# Antique Japanese knives



## Customfan (Apr 27, 2011)

Are there any "antique" japanese kitchen knives that have elaborate handles? or is this a "new" phenomenon?

Does anyone have any "very old" japanese knives that we can Look at? or know of any sites (colectors that have/use them)? :sumo:


----------



## Dave Martell (Apr 28, 2011)

All of the older Japanese knives that I have seen have ho wood handles and steel ferrules, nothing fancy really. I'm sure that I've only seen a sliver of a slice of what's out there though.


----------



## oivind_dahle (Apr 28, 2011)

They all look like **** 
http://page7.auctions.yahoo.co.jp/jp/auction/g84690182

Get Marko to pimp you japanese knives. Then they turn hot


----------



## Andy777 (Apr 28, 2011)

I have a Sugimoto cleaver that was made shortly after WWII when they switched to knives from swords. It is so old that none of the current sugimoto employees were around when it was made (and I think they told me the oldest one there had been there since 1950 something. It's pretty badass and an awesome piece of history. I'll take some pics. Oh and now that I'm done bragging about my cool knife, yes it is plain with a rat tail tange and round wooden handle. :biggrin2:


----------



## JBroida (Apr 28, 2011)

yeah... old knives tend to have very simple handles with the exception of some extremely EXTREMELY expensive ones

some of them also have metal ferrules depending on who made them and when


----------



## Eamon Burke (Apr 28, 2011)

oivind_dahle said:


> They all look like ****
> http://page7.auctions.yahoo.co.jp/jp/auction/g84690182
> 
> Get Marko to pimp you japanese knives. Then they turn hot


 
HAHAHA Chrome translated that page and the name of the knife was translated "Ebony feet burning a plate of fish slicer".:lol2::lol2:

I find it interesting that none of them have special woods. What do the crappy ones look like? How come nobody ever made a pretty knife handle, and if they did, why didn't anyone keep it?


----------



## Customfan (Apr 28, 2011)

:cool2:That sounds like an awesome Cleaver, can't wait to see those photos, if it isn't too much to ask, where did you acquire such treasure? 

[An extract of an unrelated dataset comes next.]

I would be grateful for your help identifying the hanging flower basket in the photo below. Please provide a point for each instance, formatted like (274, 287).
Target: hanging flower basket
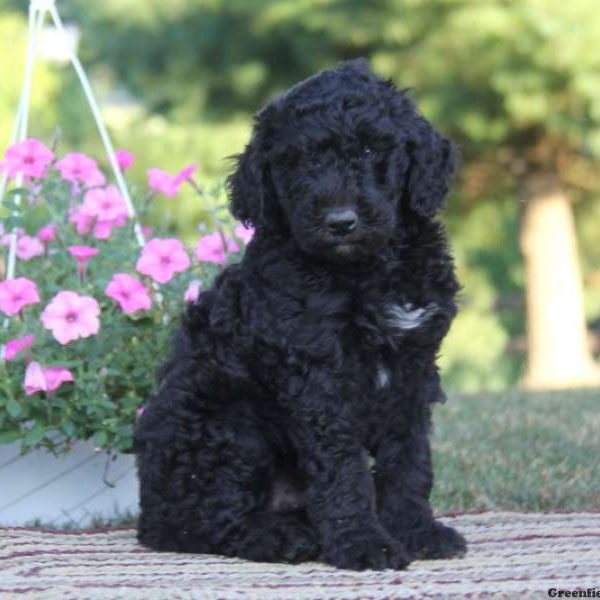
(87, 294)
(89, 312)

So we can attribute embellishment to our times (With such very rare exceptions? As Jon says) Do you know where we can glance at more of these old beauties Jon? I guess handles were not as important back then...


----------



## JBroida (Apr 28, 2011)

Customfan said:


> :cool2:That sounds like an awesome Cleaver, can't wait to see those photos, if it isn't too much to ask, where did you acquire such treasure?
> 
> So we can attribute embellishment to our times (With such very rare exceptions? As Jon says) Do you know where we can glance at these old beauties Jon? Museums perhaps? Private collections?


 
i havent really ever seen those knives in museums... mostly in private collections of chefs or families of chefs and from a few knifemakers


----------



## Customfan (Apr 28, 2011)

Jon... Maybe you can help me with this... Samurai sword makers took tamahagane to make steel, did they use lesser quality (Non samurai grade) for their kitchen knives or is it the same quality for honyaki and other kitchen K.?.... Have things changed from back then to now?

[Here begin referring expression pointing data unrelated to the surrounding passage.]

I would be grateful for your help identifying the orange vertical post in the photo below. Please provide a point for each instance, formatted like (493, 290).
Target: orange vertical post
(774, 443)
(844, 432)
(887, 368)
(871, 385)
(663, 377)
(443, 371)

I remember seeing a documentary on how Swords were made (High Carbon and lower carbon content jacket that would shrink to accomplish the curvature and such) and Tamahagane experts played an important role in the end product... I was curious on how different swords are from kitchen knives and how they have evolved..

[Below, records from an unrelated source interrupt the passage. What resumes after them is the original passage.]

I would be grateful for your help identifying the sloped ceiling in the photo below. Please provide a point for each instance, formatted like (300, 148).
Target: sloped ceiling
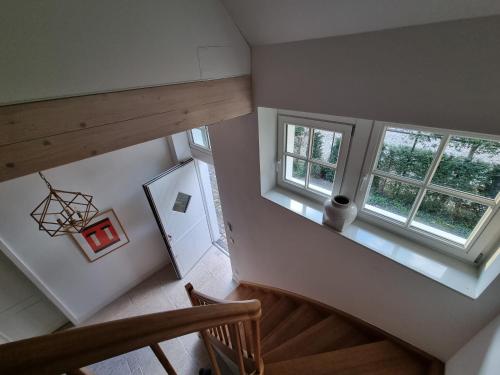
(277, 21)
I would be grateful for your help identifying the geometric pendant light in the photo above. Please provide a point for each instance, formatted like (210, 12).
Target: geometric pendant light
(63, 212)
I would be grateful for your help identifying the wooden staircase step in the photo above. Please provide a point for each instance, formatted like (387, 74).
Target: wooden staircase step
(280, 311)
(241, 293)
(267, 299)
(378, 358)
(298, 321)
(331, 333)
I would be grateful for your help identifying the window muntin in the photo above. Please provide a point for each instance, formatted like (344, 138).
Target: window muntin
(442, 185)
(312, 155)
(199, 137)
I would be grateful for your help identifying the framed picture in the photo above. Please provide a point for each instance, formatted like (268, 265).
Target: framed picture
(103, 235)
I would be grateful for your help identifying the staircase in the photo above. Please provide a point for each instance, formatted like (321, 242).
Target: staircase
(260, 330)
(299, 335)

I ask this because I don't know and am curious about the topic.. Thanks!


----------



## JBroida (Apr 28, 2011)

sword makers are sword makers... knife makers are knife makers... its pretty different. I have a very talented and well respected sword maker friend in Japan who takes pleasure in reminding me of this. Many knife makers claim to come from swordmakers, but for the most part this is just marketing. The knifemakers today dont make swords... they are knifemakers.

That being said, i'm not sure i'm qualified to answer this question. It would depend a lot on what timeframe we are taking about as well.

how old of knives are you wondering about?


----------



## Customfan (Apr 28, 2011)

:thumbsup2:I believe you pretty much answered my question! I guess Pre-industrial Japan, no specific era or Shogunate. Lets say before the Tokugawa era for consideration sake (before the 17th. century).

Just curiosity Jon.... I just think this topic is interesting as hell!! knowing what I know now.. I guess we need to veer towards.. 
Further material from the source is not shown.